RNA was extracted, reverse‑transcribed, and quantified for integrin β1 and GAPDH using SYBR Green chemistry. Relative expression was calculated by the 2^–ΔΔCT method.

Statistics

Experiments were performed in triplicate. Data are presented as mean ± SD. Comparisons used t‑tests or one‑way ANOVA with Bonferroni post‑tests; p < 0.05 was considered significant.

Results and Discussion

hADSC Characterization

Flow cytometry confirmed the mesenchymal phenotype (CD73⁺, CD90⁺, CD105⁺, CD34⁻, CD45⁻). MTT assays demonstrated robust proliferation across passages.

Morphological and Ultrastructural Shifts During Chondrogenesis

AFM revealed a clear morphological shift from spindle‑like to polygonal cells, with a significant reduction in length/width ratio at days 6 and 12 (p < 0.01). Surface roughness parameters Ra and Rq increased markedly, indicating enhanced membrane heterogeneity likely driven by ECM remodeling.

Cytoskeletal Remodeling

Confocal imaging showed F‑actin reorganization from a longitudinal array to a radial, peripherally‑localized pattern by day 12, reflecting cytoskeletal remodeling associated with chondrogenic commitment.

Integrin β1–CD29 Binding Dynamics

SMFS with integrin β1‑functionalized tips yielded increasing rupture forces and binding probabilities over time (0 % → 33.4 % at 12 days). Blocking experiments with free anti‑integrin β1 antibody reduced force curves by ~90 %, confirming specificity.
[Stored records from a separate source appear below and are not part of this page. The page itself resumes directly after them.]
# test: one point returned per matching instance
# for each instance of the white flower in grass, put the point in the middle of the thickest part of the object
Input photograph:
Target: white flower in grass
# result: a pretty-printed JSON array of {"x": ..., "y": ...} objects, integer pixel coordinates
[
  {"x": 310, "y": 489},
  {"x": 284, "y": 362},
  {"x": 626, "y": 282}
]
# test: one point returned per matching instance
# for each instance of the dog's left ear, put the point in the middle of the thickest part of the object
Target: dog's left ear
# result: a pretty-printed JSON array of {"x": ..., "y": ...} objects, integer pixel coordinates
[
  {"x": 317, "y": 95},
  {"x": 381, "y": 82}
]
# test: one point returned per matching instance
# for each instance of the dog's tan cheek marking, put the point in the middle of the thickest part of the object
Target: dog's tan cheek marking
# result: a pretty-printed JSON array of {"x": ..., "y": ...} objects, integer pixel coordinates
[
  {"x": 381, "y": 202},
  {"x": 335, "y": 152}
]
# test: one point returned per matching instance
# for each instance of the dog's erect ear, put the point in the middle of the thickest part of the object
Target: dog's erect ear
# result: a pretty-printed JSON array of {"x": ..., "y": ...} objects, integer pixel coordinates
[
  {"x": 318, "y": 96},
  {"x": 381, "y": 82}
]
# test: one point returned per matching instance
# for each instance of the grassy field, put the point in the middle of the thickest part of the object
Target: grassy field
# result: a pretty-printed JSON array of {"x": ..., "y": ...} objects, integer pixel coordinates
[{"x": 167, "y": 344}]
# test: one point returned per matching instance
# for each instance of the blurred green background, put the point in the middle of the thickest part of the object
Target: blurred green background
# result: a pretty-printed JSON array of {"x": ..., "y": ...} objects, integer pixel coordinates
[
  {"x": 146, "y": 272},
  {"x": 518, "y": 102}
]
Integrin β1 Expression and Signaling

Western blot and qRT‑PCR demonstrated up‑regulation of integrin β1, collagen II, and components of the β‑catenin/SOX pathway during chondrogenesis. Elevated β‑catenin, SOX, and GSK‑3β levels suggest that integrin β1 activates Wnt/β‑catenin signaling to drive cartilage matrix synthesis.

Implications and Limitations

AFM provides a non‑destructive, single‑cell approach to monitor integrin dynamics, morphology, and membrane roughness as real‑time indicators of chondrogenic differentiation. Future studies should investigate integrin conformation and delineate the precise molecular links between integrin β1 and β‑catenin/SOX signaling.

Conclusions

We established AFM as a powerful tool to track integrin β1–CD29 interactions and nanostructural changes during hADSC chondrogenesis. The technique offers kinetic and structural insights that can inform stem‑cell‑based cartilage repair strategies.